KENYA – Kenya has sent a delegation of executives led by Cooperatives and MSME Cabinet Secretary Simon Chelugui to the 3rd world producer and exporter of coffee, Colombia, to take a leaf on how the country can achieve its target of 140MT productivity annually from the current 40MT.
Kenya is the 4th largest coffee producer in the East African sub-region behind Ethiopia, Uganda, and Tanzania.
The two countries have pledged to enhance bilateral cooperation in the coffee sector. Kenya intends to tap into the experience of the South American country, which enjoys a good reputation and a good position in the international market.
“We plan to work closely with the world’s best coffee producers. It is our strong desire to benefit from what the world has to offer for the betterment of the farmers,” Chelugui said.
“We are aiming at increasing coffee production from the current 40MT to 140MT annually. Increasing the value of coffee through sustainably improved yields and greater productivity are keys to helping smallholder farmers lift themselves out of poverty.”
The National Federation of Coffee Growers of Colombia, a highly successful institution founded in 1927, is hosting the Kenyan delegation.
Accompanying the CS are Principal Secretary Patrick Kilemi (Cooperatives), Governors Ken Lusaka (Bungoma), Mutahi Kahiga (Nyeri), Co-operative Bank director Vincent Marangu and New Kenya Planters Cooperative Union CEO Michael Timothy and his Kenya Co-operative Coffee counterpart Jane Kathuku.
At the beginning of the month, the head of Kenya’s main business group pushed for increased trade between Kenya and South America amid calls for direct flights between Nairobi and the region.

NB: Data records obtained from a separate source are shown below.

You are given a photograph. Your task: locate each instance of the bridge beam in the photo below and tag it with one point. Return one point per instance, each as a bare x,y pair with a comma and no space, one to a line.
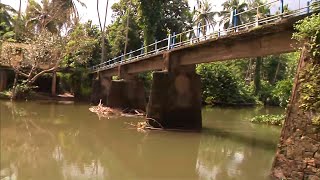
128,92
3,80
175,97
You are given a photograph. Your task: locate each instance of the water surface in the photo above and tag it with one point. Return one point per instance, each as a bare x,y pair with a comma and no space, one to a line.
64,142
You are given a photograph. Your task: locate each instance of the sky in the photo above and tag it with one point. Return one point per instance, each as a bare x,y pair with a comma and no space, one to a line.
90,13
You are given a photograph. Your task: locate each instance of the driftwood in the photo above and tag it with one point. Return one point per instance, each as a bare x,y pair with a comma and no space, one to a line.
108,112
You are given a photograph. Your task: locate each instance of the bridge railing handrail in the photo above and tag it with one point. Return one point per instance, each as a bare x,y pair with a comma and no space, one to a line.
194,35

The Kenya National Chamber of Commerce and Industry (KNCCI) president Richard Ngatia said much trade has been realized between Kenya and more than 450 million people in the South American market.
Mr. Ngatia held talks with Colombia Vice President Francia Marques on the need for stronger trade ties between the two countries.
HE delved into the potential areas of collaboration between Kenya and South American nations, including agribusiness and the digital economy.
The talks also proposed blending Kenyan and Colombian tea and coffee to come up with a superior hybrid brand.
Data shows that Kenyan exports to Colombia in 2021 amounted to Ksh150 million with coffee, tea, and spices leading while olive trees, plants, bulbs, roots, and cut flowers follow.